Despite the tight timeframe, Huguley believes that most of us should write manuscripts. “You may not write a word-for-word manuscript—though I do commend this to new preachers—but you should write out the vast majority of what you plan to say. Roughly 90 percent of my sermon is written on the page.” Huguley doesn’t want us to skip steps or skimp in our preparation. He just wants us to spend our time wisely.

I appreciated a lot in this book. It provides clear direction on the steps that we can take in sermon preparation. I especially appreciated the Tuesday stage of getting feedback from others in sermon preparation. Many of us don’t involve others in the preparation process, and our sermons are poorer because of it.

I also appreciated that the book encourages us to spend two hours on the introduction and conclusion. This is more time than I currently spend. I think I’m going to take his advice and increase my time in this area.
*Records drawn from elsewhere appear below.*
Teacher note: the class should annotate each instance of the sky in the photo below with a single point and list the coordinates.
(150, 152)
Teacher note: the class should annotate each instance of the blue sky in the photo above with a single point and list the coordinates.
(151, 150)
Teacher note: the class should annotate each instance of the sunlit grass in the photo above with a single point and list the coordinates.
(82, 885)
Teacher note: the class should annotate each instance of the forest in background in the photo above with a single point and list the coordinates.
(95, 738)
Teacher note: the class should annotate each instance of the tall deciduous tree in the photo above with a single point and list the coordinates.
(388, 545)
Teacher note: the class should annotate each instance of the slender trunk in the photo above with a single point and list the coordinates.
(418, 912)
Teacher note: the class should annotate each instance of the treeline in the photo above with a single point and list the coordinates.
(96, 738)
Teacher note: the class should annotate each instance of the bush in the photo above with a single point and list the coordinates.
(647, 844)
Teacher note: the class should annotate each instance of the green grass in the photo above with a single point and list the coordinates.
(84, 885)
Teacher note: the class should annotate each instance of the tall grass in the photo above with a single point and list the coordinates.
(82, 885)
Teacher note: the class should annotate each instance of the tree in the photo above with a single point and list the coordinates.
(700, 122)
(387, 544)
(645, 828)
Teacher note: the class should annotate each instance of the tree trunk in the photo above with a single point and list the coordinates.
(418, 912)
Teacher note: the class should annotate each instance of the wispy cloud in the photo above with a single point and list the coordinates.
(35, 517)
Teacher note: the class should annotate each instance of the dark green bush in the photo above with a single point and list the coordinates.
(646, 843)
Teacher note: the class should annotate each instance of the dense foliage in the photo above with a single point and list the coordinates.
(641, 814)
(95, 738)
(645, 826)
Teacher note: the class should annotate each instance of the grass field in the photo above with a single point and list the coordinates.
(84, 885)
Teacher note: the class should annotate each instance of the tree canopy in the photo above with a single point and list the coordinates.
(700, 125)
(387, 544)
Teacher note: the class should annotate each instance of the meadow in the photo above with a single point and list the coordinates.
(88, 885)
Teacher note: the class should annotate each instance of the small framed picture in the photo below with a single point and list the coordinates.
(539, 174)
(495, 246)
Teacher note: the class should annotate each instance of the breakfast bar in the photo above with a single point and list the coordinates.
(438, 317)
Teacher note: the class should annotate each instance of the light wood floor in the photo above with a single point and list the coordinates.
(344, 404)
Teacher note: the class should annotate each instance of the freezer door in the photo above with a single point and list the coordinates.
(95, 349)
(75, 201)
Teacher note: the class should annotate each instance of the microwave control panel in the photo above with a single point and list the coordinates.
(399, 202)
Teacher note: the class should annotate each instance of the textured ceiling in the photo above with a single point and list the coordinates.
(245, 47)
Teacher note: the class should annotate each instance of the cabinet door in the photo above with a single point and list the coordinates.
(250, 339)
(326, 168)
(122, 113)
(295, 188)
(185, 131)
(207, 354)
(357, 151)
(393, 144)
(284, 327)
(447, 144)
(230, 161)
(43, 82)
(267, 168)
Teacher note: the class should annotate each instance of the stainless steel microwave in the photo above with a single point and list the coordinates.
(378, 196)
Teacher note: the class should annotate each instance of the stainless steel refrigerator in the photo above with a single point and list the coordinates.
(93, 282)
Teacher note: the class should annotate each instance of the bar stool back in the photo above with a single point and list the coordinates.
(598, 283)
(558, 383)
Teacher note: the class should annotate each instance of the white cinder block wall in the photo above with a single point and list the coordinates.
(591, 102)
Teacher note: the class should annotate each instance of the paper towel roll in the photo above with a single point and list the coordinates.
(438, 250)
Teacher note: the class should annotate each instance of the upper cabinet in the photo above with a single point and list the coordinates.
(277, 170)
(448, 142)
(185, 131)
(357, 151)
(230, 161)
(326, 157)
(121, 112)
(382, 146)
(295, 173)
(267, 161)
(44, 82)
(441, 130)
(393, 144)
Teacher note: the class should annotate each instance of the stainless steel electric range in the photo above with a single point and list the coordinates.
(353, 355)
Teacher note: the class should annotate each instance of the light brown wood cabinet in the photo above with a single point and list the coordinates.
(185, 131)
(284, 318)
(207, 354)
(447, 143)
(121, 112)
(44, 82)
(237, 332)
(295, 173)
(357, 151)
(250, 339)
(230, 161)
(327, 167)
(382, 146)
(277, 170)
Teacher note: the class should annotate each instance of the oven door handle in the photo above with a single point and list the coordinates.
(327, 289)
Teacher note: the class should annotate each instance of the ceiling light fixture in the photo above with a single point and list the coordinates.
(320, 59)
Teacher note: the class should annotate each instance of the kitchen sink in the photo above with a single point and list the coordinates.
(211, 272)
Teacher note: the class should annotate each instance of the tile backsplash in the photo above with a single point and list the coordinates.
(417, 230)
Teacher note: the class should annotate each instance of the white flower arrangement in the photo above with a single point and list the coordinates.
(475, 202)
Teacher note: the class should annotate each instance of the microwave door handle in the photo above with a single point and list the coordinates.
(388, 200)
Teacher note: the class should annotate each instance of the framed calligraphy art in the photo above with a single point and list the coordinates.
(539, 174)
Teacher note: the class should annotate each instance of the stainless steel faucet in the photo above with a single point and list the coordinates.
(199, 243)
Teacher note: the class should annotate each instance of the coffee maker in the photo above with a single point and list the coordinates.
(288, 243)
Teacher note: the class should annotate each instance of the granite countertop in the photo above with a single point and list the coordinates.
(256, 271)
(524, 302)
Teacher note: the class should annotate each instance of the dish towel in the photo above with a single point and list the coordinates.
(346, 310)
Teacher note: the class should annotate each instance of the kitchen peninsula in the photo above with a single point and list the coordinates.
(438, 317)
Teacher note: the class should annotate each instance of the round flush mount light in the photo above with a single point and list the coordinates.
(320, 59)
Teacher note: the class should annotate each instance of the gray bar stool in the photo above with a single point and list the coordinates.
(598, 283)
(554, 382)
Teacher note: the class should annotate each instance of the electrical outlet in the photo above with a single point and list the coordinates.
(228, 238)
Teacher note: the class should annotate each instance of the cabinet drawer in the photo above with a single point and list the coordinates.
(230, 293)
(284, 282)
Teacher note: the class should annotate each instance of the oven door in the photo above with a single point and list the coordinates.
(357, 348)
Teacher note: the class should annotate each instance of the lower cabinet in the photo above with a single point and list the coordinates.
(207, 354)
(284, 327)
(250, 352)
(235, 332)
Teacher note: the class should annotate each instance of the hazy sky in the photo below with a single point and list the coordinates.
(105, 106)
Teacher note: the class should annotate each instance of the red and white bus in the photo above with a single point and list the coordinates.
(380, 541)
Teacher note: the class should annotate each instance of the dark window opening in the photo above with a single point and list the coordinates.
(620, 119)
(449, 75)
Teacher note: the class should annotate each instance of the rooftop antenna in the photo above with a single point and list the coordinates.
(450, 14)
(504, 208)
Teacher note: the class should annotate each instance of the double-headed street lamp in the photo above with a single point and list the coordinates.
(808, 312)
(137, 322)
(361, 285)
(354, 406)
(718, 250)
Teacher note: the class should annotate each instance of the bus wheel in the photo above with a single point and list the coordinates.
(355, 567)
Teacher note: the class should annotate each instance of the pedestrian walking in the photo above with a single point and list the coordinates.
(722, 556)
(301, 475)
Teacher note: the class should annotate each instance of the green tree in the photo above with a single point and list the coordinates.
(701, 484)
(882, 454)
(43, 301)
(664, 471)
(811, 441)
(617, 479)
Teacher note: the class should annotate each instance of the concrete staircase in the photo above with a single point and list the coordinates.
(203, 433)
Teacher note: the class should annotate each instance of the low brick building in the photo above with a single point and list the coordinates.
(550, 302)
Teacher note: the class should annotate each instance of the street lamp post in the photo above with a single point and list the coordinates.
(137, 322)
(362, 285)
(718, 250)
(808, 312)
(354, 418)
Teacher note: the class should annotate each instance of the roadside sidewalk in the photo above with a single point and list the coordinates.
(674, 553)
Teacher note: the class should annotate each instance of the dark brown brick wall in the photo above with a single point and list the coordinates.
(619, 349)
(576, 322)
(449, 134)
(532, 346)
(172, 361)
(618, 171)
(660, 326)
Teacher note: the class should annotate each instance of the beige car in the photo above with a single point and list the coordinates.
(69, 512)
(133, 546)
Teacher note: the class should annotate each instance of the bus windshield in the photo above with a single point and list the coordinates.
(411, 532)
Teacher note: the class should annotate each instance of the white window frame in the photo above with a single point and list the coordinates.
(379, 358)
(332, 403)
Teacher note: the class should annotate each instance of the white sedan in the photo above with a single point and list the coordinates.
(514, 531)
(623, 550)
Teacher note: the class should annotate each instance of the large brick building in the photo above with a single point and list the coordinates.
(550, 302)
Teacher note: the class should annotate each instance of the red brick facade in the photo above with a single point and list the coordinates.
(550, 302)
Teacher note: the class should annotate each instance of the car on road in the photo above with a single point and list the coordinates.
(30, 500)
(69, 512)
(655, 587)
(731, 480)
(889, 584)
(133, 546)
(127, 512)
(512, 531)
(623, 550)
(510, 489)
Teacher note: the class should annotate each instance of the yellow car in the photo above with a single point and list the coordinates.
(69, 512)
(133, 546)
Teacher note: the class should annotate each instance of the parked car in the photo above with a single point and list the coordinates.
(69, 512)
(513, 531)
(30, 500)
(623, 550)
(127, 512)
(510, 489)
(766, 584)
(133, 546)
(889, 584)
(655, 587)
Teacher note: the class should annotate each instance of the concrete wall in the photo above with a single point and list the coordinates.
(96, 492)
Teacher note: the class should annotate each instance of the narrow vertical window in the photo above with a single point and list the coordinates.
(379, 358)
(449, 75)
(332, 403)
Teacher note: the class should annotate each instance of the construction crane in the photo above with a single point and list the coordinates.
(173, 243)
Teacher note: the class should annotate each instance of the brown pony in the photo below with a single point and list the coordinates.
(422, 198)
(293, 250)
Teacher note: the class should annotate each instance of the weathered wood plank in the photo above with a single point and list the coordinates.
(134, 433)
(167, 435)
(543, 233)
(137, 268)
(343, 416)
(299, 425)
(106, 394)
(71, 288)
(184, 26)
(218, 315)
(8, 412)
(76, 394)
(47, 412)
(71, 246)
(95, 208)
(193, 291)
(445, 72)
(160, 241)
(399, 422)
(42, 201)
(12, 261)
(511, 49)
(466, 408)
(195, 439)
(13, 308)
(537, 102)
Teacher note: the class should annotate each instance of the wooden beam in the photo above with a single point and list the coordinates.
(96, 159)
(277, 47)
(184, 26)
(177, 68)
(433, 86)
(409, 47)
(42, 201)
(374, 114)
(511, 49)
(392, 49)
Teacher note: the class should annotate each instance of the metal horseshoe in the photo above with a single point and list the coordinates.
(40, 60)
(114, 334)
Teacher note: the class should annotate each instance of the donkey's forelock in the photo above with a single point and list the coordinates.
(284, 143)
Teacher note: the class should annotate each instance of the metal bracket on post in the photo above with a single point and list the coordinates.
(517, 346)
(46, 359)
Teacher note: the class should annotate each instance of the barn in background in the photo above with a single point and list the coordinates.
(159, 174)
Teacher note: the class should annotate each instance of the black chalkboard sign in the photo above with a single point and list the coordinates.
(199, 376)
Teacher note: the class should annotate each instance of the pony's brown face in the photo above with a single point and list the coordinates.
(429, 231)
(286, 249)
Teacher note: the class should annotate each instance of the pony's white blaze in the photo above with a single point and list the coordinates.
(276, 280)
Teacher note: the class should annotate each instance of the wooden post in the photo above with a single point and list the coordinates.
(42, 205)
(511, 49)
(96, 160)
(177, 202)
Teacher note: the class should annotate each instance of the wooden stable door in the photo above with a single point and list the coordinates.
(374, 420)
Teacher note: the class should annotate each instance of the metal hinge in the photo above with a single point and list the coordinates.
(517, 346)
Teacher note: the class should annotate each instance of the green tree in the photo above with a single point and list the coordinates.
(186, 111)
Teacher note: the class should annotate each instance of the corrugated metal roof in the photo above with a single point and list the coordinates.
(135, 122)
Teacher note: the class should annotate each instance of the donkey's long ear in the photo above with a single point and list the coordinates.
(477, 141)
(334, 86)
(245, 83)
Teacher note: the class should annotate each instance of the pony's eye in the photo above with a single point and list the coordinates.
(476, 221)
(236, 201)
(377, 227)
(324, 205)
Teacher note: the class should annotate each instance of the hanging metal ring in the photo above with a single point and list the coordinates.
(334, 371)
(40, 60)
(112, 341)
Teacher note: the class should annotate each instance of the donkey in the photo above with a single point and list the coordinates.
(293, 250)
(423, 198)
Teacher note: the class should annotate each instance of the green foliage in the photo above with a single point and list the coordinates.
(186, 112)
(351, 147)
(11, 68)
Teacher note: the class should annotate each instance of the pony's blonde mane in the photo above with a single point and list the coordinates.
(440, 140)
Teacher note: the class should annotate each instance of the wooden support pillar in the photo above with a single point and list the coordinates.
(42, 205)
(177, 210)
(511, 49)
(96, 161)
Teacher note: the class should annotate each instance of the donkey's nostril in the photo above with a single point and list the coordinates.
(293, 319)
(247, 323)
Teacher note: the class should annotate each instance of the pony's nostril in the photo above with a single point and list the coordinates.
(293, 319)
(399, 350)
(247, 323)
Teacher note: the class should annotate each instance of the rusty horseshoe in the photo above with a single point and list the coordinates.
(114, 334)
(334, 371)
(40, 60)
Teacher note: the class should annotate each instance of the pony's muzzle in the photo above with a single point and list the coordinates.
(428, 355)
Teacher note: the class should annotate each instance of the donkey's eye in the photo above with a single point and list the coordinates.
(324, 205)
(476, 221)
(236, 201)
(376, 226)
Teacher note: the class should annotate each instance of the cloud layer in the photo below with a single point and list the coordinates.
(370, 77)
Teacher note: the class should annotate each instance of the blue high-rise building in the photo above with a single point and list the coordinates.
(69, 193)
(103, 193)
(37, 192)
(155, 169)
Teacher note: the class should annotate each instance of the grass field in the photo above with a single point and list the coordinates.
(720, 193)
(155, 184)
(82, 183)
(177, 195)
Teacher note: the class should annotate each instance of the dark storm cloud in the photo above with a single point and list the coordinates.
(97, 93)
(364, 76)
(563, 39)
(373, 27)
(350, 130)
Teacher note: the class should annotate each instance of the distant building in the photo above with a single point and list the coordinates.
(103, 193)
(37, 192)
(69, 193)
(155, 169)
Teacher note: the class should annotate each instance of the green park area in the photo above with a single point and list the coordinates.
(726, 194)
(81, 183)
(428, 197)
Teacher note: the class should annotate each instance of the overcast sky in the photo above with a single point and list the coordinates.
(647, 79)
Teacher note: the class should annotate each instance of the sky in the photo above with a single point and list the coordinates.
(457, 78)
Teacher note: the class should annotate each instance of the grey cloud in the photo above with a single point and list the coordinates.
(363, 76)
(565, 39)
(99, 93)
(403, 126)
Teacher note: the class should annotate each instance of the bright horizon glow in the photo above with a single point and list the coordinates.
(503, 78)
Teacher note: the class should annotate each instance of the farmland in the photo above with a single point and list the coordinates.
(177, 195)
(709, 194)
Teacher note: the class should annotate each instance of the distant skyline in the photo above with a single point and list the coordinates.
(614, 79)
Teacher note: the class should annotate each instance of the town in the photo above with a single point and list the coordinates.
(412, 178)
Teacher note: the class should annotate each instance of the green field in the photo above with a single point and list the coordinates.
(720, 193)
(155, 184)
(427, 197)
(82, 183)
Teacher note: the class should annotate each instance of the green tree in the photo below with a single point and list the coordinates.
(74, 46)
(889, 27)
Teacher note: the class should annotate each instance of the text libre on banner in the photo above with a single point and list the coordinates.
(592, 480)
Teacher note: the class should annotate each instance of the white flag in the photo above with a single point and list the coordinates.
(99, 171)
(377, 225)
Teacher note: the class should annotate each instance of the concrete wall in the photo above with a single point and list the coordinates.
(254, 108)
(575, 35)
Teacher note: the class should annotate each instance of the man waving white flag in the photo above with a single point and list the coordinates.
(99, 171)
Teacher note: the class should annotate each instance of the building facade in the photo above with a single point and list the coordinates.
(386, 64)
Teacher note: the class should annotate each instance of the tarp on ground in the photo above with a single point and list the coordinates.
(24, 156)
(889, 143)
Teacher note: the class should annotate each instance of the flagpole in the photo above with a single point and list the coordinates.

I do have a few reservations. I wonder whether it’s possible to complete exegesis and build the frame of a sermon in two hours. I also wonder whether it’s possible to complete preaching notes, especially if it’s almost a full manuscript, in two hours. I think that his advice would work better for a seasoned preacher than a new one. I also don’t have five weekdays available: I work in another role for one day, and take Fridays as my day off, and need to modify his timeline for my schedule.

Still, I would recommend this book for experienced preachers. There’s enough in here to help those of us who have been preaching for a while to examine our progress so that we’re spending time on what matters most. Even if you don’t implement everything he writes, you will still benefit from his book.

Prepare a sermon in eight hours or less? Maybe not. But use your sermon preparation time wisely and well. This book will help you do that.